Wednesday, October 7, 2009

Earth to Table

From the front cover of Earth to Table right through to the back...this is an awesome book, filled with glorious photos and so much more. I knew I was going to love it when I read the cover inner jacket...
"There is nothing more delicious than a tomato still warm from the sun, or a strawberry so perfectly ripe it stains your fingers"
This is a book to savour...every word, every profile story....(chef's like Thomas Keller of The French Laundry and Dan Barber of Blue Hill at Stone Barns)...every spotlight (from composting to dairy, to seafood and meat)...every "how to" (my favorite being farmers markets)...and every recipe - all organized by season.

The book, as the title would suggest is about eating locally, which means, eating seasonally and "letting nature write the menu"....Seriously, don't you love the language?!

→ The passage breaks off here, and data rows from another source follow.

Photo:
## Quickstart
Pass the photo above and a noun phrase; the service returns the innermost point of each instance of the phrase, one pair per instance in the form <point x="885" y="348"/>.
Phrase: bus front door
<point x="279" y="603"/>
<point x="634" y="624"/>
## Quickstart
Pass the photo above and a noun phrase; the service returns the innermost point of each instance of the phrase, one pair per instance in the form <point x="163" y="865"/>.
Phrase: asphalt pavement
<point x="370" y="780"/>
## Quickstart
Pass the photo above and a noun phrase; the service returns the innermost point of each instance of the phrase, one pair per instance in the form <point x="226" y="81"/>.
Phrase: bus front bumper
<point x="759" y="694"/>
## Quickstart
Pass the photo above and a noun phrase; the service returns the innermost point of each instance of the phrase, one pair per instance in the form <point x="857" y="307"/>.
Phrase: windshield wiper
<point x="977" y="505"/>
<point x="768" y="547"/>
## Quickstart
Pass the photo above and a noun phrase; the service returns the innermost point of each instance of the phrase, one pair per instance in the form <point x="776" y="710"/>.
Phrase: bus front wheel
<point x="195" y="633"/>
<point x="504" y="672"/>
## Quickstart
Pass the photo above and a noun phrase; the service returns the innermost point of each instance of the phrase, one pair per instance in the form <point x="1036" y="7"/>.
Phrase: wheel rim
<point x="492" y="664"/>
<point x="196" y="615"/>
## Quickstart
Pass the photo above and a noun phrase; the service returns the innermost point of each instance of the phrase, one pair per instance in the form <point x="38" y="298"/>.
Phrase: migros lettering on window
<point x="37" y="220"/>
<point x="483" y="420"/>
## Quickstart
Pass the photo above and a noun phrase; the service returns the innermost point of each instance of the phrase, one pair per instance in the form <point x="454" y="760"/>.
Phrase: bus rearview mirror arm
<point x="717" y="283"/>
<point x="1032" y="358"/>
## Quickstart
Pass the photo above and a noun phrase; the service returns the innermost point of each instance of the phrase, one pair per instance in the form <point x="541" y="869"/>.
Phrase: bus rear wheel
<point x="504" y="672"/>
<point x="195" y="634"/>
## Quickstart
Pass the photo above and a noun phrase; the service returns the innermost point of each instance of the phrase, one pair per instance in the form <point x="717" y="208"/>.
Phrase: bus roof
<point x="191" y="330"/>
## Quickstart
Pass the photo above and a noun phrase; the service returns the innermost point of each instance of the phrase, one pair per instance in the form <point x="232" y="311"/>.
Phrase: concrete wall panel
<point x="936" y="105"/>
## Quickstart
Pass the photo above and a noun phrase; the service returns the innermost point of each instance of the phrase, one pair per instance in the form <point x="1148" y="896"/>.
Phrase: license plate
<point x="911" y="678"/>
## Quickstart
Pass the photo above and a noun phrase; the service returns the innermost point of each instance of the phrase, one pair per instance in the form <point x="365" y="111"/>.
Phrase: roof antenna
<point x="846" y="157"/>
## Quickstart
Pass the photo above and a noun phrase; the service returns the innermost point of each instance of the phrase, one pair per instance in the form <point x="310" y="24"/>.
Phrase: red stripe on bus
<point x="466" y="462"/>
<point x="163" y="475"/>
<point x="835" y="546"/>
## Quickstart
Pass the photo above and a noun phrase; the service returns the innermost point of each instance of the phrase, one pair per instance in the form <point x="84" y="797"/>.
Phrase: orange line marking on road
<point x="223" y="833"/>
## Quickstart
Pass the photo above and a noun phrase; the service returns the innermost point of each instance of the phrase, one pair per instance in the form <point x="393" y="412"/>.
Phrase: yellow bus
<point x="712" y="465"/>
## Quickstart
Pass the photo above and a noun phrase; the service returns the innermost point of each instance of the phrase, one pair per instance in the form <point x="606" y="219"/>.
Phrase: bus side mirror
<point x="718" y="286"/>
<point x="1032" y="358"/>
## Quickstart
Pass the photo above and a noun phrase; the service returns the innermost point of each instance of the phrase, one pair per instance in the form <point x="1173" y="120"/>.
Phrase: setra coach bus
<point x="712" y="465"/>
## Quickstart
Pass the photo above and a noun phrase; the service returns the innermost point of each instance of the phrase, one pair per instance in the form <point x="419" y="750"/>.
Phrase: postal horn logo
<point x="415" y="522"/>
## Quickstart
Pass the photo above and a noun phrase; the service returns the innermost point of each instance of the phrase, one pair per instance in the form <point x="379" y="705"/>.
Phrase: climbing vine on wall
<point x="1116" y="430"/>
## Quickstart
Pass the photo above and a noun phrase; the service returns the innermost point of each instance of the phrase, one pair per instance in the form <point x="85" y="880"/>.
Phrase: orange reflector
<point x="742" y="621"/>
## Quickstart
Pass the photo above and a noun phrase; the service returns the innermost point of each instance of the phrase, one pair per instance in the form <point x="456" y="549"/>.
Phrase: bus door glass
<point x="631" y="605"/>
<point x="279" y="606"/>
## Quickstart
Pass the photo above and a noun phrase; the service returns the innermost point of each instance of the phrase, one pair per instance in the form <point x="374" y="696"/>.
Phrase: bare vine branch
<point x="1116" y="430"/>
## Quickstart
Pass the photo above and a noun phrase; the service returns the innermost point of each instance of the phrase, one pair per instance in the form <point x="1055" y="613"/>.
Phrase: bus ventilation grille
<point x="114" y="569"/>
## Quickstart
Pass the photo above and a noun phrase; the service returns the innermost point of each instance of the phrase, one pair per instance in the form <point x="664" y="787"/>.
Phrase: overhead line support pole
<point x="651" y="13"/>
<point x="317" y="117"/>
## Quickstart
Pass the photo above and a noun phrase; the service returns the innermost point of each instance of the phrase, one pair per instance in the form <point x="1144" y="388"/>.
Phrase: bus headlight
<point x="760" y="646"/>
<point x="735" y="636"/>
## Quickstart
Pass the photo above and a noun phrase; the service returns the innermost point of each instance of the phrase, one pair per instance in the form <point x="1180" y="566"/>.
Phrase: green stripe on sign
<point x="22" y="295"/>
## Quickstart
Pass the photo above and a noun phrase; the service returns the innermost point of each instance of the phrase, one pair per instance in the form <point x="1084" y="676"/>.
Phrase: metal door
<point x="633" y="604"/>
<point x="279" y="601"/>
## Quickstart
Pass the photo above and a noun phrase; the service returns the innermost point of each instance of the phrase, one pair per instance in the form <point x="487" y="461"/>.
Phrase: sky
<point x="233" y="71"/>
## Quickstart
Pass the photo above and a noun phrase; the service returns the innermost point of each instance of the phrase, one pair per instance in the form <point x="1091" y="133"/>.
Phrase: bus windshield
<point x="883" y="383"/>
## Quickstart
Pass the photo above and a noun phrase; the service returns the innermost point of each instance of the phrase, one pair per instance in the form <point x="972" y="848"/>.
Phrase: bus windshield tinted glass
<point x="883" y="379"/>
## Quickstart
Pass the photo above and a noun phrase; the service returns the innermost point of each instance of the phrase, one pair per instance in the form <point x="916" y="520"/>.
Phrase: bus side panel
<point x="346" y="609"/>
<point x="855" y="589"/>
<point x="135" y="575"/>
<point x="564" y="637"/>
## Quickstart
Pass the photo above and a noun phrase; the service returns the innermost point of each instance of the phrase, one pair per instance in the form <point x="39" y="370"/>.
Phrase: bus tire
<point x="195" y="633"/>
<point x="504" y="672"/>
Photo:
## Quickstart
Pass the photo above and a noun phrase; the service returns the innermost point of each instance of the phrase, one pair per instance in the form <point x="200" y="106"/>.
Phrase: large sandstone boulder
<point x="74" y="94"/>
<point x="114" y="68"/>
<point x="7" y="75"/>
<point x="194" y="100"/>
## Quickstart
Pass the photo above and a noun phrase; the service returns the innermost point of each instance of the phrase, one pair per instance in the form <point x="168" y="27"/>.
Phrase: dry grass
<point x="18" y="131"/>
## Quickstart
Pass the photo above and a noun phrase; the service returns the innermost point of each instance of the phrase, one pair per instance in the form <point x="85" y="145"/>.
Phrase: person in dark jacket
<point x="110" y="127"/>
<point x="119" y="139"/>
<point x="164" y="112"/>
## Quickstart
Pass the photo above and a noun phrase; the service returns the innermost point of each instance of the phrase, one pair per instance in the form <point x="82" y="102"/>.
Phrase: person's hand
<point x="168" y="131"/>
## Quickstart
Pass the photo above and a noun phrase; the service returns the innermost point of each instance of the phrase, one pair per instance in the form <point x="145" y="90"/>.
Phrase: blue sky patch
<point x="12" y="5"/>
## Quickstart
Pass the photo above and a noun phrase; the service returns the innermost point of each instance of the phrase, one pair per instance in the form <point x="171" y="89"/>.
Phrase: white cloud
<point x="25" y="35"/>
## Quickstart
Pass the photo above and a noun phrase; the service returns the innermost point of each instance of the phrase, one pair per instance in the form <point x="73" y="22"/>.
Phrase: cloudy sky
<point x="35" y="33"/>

Chef Jeff Crump, is a Canadian Slow Food pioneer and Executive Chef at the Ancaster Old Mill Inn not far from Toronto, Ontario. He's worked with the likes of Alice Waters at Chez Panisse in California before settling down in the fertile heartland of Ontario. His credentials are impressive, but mostly it's his philosophy I admire. More quotes I love.....
"If the world were fair we'd have celebrity farmers".

"Food is important. It puts in physical form many of the things we value in life. It tells us who we are, and what kind of lives we dream of living. Food is all about what's best in life".

"Chefs don't make food, and farmers don't make food - food is the result of a long and largely hidden process"

"Slow Food is not an ideological does not mean slow cooking, it just means not fast food....Slow Food is (simply) 'good food' "
Jeff teams up with Bettina Schormann who has won numerous awards and is the awesome Pastry Chef at the Ancaster Old Mill.

And the recipes....they are grouped by season from delightful treats like fiddleheads (my all time Spring harbinger), a salad of peas, feta and mint, a salsa verde that I can still make this time of year thanks to my local farmers market and some excellent local hot house farming).

On to Summer...I want them all, but especially can't wait for the cherry clafoutis and the plum tarts. The "how to" for summer is all about canning and preserving all those glorious fruits and vegetables to be enjoyed all winter long.

Next up is Fall, from cranberries to leeks, pumpkins and squash, the choices are wild mushroom and roasted corn pizza and, one of my favorite meals...braised short ribs. Naturally there are apple tarts and mile high pumpkin pie.

Even least favorite season has some lovely recipes that already have me drooling and I know will bring a smile to my face on the gloomiest of days...herbed dumplings, roasted root vegetables, apple cider muffins....

Admittedly, there are many a dish I will be preparing that cross over the seasons. This La Bomba condiment will be a staple well into the winter months and beyond.

All in all, this is one very special book on so many levels. Do yourself a favour and check it out.


Psychgrad said...

I don't know how you manage to keep so many foodblogs going. Kudos to you!

I just got this one for my birthday. It's packed in a box at the moment, waiting to be moved...but I can't wait to read through it.

Ruth Daniels said...

It really is a very special book. I know you're going to love it when it finally comes out of the box.